Old folk at lunch

Tuesday, November 28, 2006

Handel and the Skeptics

On Saturday night Anne and I went to St John's Cathedral to hear Handel's Messiah. It was a bit early this year. It is usually in December. As usual, it was put on by the Bach Society. The Bach choir always puts out a good sound despite most of the members being fairly elderly and the soloists were excellent this year. I enjoyed every minute of it. I go to it most years. The photo below is one internal view of St. John's -- with the current architect in the foreground.

Anne and I had decided to wait until after the performance to have dinner but the performance went from 7.30 to 10.30 so a lot of restaurants had closed by the time we got to Southbank -- which is probably Brisbane's busiest restaurant precinct.
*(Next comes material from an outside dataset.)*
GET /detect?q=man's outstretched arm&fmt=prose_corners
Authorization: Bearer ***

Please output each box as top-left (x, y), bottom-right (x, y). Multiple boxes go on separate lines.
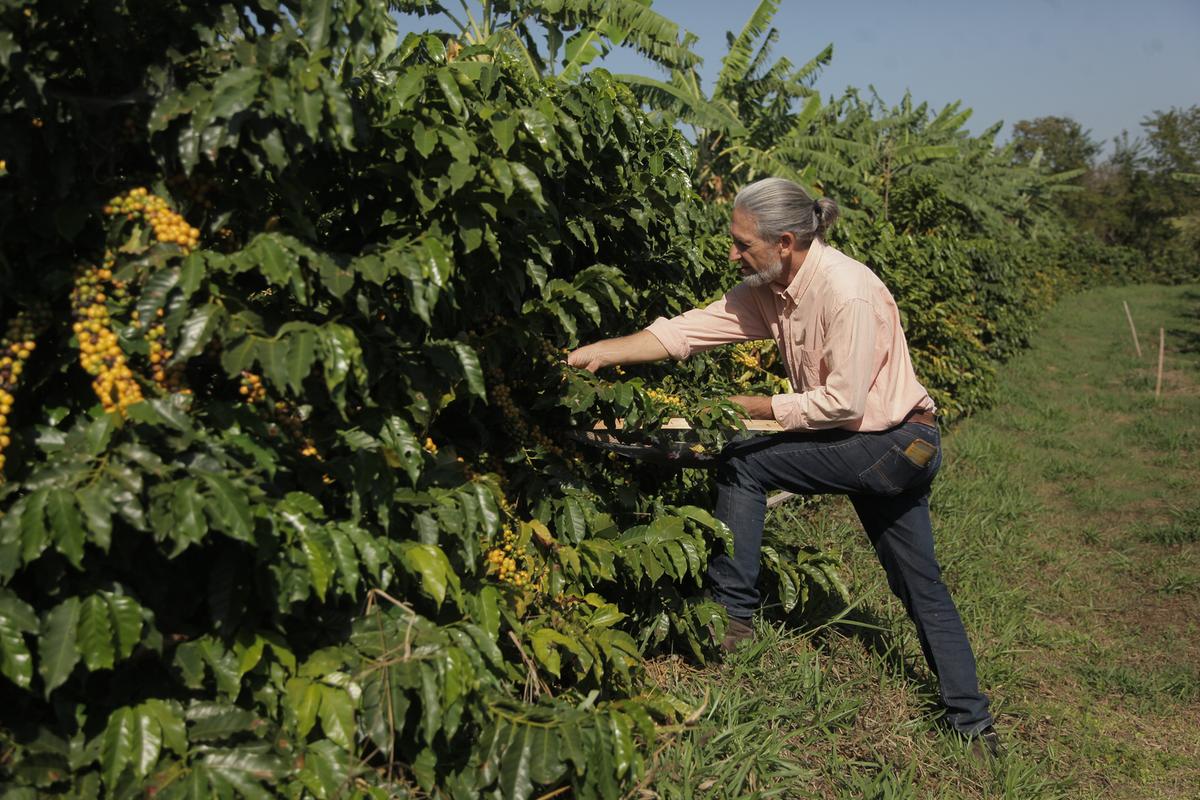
top-left (566, 331), bottom-right (671, 372)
We eventually found a Chinese that was open, however, and their food was excellent. I had Satay chicken.

On Monday night I gave a talk on global warming to a meeting of the Brisbane Skeptics. There were about 50 in the audience. There appeared to be a few who already were skeptical about global warming so I hope I added a few more of those attending to the ranks of the global warming skeptics. I think there were quite a few who went away still true-believers, however. Skepticism has its limits. My talk seemed generally well-received. I described environmentalism as a return to mankind's original religion of nature worship and said that global-warming belief is so counterfactual as to prove that environmentalism is a religion.

I did not prepare my talk. Even when I was a university lecturer with an auditorium of 1,000 students in front of me I never prepared anything either. I have always felt that if you have to prepare a lecture you don't know your subject well enough. And speaking extempore always engages the audience more. There is nothing more boring than having a lecture read to you. To speak well extempore you have to be the type to whom public speaking gives no jitters at all, however.

On Tuesday night, I went out to Anne's place for dinner and she cooked us some good roast turkey in her recently acquired Schlemmertopf. I stopped at the big bottleshop on the way over and found some South African pinotage which I grabbed. South African pinotage can be very good. This one was a Nederburg, however, and had too much tannin in the aftertaste. KWV does a better job.